The objections to the legislation are poorly founded
BLSA believes that none of the objections raised are well-founded in law or policy. This includes the single concern raised by the President, namely that the that section 45B(1C) of the amendment may be impermissibly overbroad, and may unjustifiably violate the right to privacy, because it allows for warrantless searches.
Similar provisions for warrantless searches exist in other South African legislation, such as the Criminal Procedures Act, and are compatible with the Constitution. Further, the powers to be given to the FIC in respect of warrantless searches extend only to accountable institutions as defined in the FIC Act and do not extend to private individuals. This demonstrates that the clause is not overly broad.
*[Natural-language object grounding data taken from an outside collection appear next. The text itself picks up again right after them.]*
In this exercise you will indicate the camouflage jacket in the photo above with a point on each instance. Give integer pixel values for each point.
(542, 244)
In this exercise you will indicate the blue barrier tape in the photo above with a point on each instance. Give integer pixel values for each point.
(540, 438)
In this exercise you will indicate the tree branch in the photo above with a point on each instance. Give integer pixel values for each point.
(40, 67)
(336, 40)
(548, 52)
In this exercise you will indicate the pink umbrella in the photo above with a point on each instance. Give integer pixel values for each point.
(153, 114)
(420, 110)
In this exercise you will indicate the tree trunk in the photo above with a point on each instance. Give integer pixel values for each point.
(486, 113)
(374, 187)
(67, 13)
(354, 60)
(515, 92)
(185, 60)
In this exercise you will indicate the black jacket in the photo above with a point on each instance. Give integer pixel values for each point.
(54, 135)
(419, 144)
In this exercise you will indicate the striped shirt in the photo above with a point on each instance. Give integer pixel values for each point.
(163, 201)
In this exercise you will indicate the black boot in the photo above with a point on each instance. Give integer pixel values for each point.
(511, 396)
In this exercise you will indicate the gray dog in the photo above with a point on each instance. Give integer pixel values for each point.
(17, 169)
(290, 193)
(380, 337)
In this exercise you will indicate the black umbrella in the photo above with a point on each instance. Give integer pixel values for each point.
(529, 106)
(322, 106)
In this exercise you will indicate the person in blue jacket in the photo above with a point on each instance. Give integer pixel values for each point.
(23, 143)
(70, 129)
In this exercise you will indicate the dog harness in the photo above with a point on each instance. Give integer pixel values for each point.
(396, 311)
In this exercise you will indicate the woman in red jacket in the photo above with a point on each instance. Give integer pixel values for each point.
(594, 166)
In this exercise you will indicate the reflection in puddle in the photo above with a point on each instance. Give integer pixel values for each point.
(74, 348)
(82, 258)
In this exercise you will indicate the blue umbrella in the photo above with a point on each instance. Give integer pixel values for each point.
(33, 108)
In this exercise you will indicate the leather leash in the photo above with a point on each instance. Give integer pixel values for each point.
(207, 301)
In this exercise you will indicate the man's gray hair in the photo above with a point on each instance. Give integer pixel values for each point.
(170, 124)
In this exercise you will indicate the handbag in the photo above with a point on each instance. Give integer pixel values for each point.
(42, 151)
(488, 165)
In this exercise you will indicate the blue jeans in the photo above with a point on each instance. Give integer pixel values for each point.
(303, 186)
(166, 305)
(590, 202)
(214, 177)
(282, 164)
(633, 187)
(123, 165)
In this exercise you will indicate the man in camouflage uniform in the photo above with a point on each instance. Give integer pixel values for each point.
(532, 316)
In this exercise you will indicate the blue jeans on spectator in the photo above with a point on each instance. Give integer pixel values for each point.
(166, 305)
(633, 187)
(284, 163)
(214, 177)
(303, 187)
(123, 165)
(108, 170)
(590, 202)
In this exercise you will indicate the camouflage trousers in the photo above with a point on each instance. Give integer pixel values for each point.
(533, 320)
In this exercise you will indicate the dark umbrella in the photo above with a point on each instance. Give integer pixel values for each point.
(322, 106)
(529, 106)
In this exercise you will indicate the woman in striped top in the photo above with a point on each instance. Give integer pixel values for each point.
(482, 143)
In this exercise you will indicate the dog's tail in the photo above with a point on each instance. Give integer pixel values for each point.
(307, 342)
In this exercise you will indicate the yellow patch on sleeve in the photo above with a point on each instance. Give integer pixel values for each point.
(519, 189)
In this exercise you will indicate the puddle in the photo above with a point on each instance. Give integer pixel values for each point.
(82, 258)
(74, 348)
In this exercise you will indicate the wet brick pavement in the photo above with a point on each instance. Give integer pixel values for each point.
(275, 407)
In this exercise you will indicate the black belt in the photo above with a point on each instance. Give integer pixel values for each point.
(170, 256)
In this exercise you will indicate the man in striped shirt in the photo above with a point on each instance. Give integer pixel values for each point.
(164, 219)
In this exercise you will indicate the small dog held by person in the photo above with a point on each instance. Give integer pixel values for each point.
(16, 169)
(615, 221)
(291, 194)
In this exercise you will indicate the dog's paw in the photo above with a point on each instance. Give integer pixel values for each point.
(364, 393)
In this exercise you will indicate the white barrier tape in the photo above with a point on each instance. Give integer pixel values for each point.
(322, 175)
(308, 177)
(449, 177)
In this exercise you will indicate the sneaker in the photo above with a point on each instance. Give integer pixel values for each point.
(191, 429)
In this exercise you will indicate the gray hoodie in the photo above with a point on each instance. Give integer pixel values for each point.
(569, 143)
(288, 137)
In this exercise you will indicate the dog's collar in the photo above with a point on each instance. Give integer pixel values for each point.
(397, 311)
In this regard, BLSA fully supports the submissions made by Business Unity South Africa and the Banking Association of South Africa to the Joint Standing Committee on Finance.
We note that no concerns over the constitutionality of the amendment were brought to the attention of Parliament during the process of its development. This process included extensive public consultations, during which submissions from multiple interested stakeholders were received or heard.
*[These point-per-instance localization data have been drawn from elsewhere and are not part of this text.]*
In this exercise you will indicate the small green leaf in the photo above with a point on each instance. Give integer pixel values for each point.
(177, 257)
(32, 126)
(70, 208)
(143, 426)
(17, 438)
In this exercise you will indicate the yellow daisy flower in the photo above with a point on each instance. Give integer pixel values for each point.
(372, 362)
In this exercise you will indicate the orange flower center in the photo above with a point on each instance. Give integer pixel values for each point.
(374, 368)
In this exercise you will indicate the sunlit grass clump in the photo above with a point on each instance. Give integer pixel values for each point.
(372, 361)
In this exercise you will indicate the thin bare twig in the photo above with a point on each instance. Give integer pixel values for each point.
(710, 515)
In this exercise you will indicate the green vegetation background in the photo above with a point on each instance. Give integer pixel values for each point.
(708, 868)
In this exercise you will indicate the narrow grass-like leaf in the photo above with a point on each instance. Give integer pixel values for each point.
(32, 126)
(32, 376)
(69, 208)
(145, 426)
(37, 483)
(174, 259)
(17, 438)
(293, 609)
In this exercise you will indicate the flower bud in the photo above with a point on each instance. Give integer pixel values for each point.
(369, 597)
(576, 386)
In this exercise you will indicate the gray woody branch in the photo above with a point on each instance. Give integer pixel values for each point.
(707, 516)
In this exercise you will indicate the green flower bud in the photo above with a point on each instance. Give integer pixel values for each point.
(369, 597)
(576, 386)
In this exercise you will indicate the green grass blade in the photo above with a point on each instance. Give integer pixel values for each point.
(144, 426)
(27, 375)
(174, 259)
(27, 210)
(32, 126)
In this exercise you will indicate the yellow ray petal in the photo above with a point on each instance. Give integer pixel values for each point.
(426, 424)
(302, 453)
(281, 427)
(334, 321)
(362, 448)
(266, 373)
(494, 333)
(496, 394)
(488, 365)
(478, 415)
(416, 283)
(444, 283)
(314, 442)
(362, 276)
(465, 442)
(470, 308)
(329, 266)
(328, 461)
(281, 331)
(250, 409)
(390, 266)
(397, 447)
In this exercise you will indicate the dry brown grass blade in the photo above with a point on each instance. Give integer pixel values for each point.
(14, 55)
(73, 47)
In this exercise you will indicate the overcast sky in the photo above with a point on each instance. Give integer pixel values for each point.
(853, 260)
The costs of further delay to ordinary South Africans
BLSA welcomes the tight timetable and thematic focus prescribed by the Standing Committee.
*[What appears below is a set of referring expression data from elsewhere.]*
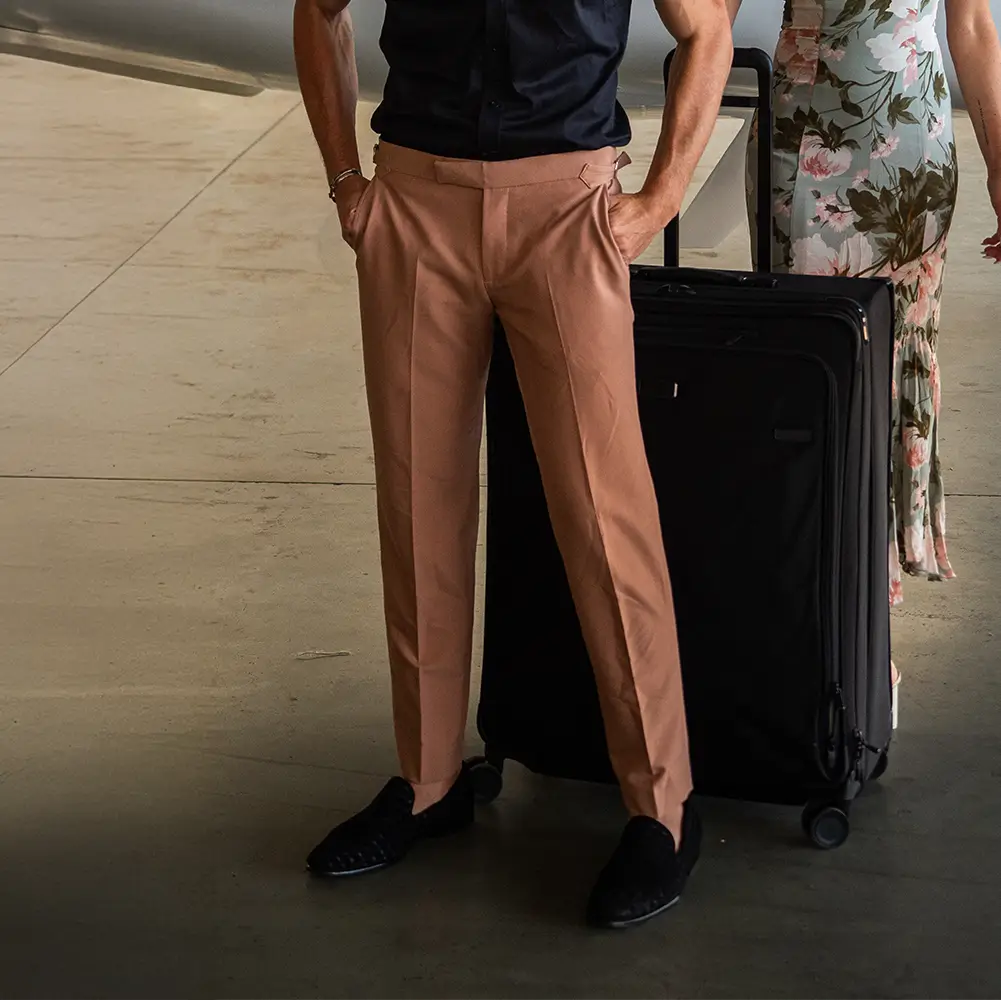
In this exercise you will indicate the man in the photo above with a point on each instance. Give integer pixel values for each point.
(495, 192)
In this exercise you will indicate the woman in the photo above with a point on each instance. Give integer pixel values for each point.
(865, 179)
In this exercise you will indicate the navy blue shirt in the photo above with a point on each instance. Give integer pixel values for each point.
(503, 79)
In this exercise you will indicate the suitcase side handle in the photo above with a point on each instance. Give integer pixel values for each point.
(705, 276)
(761, 63)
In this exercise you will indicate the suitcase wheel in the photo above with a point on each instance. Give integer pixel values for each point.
(487, 779)
(826, 825)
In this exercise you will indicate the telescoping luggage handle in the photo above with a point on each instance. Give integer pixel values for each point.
(761, 63)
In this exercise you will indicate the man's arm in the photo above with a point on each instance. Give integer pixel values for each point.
(328, 78)
(699, 72)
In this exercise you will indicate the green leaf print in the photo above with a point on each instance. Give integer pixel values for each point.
(913, 417)
(916, 367)
(897, 111)
(850, 107)
(875, 214)
(851, 10)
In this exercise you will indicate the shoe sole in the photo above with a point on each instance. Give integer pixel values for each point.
(354, 872)
(624, 925)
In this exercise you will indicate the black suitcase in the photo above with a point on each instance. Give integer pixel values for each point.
(765, 402)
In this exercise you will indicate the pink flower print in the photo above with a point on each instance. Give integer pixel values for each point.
(915, 449)
(897, 51)
(812, 255)
(797, 55)
(819, 161)
(885, 147)
(936, 385)
(914, 544)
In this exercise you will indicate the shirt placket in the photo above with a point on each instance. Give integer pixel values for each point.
(494, 41)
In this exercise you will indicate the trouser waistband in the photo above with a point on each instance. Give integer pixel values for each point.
(596, 166)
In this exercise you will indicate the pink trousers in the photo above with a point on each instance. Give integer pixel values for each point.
(441, 245)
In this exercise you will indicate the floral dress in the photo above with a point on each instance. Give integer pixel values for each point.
(865, 184)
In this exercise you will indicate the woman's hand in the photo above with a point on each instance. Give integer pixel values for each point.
(992, 245)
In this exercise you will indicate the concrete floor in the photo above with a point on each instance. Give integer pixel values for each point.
(187, 506)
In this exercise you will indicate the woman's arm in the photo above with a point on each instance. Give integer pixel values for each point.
(976, 53)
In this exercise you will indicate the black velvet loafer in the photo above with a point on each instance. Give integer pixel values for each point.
(382, 834)
(646, 875)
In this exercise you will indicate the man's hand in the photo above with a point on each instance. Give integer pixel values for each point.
(992, 245)
(636, 219)
(349, 193)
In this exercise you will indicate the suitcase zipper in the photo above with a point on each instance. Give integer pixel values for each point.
(837, 307)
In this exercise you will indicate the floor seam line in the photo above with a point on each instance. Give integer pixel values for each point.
(187, 204)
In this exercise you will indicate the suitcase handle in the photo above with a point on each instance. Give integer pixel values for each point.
(761, 63)
(681, 276)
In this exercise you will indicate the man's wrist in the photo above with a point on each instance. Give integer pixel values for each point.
(664, 200)
(337, 179)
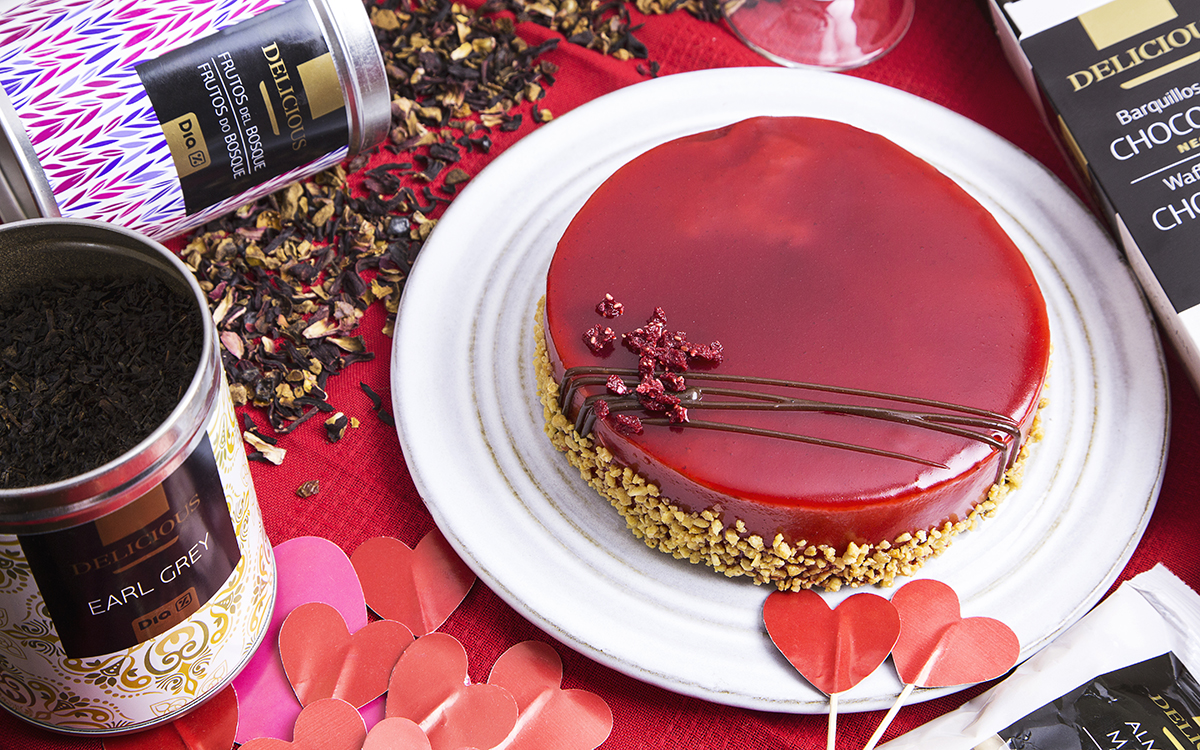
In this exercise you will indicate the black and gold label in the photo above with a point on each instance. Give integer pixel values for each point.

It should be noted that the amendment is part of South Africa’s response to the FATF’s 2009 review of South Africa’s anti-money laundering (“AML”) and combating of financing of terrorism (“CFT”) laws, which produced a range of recommendations for improving those laws. The amendment also aligns South African law with revised standards adopted by the FATF in 2012. These standards require all FATF members to introduce and adopt a risk-based approach to the design of AML and CFT laws, so as to close loopholes for criminals and terrorists.
As a member of the FATF, South Africa cannot ignore these standards. They do not represent mere guidance or advice. They require and compel members of the FATF to act, by implementing laws that give effect to those standards.
The FATF has already placed South Africa on a watch-list for inadequate progress in addressing the obligations of its membership. In February 2017, South Africa is due to report to the FATF on its progress in implementing the required legal reforms. We are concerned thata failure to sign this legislation into law will raise the risk of the FATF publishing an adverse statement against South Africa.
An adverse statement by the FATF will automatically increase the scrutiny of foreign financial institutions on transactions originating from South African banks. Some foreign banks may decide to ‘de-risk’ by severing their correspondent banking relationships with South African banks. This will reduce the number of connections between South African banks and the global financial system, and hamper the South Africa’s ability to process cross-border payments and international transactions. This may impact activities as varied as transfer payments, payments for exports, and transactions related to foreign capital.
There is no justification for any further delay to the promulgation of the amendment. This legislation is central to the efforts of government, business and labour to avert a downgrade to junk and enhance our standing in the global economy.
It is manifestly in the national interest, therefore, to ensure the amendment becomes South African law as soon as possible.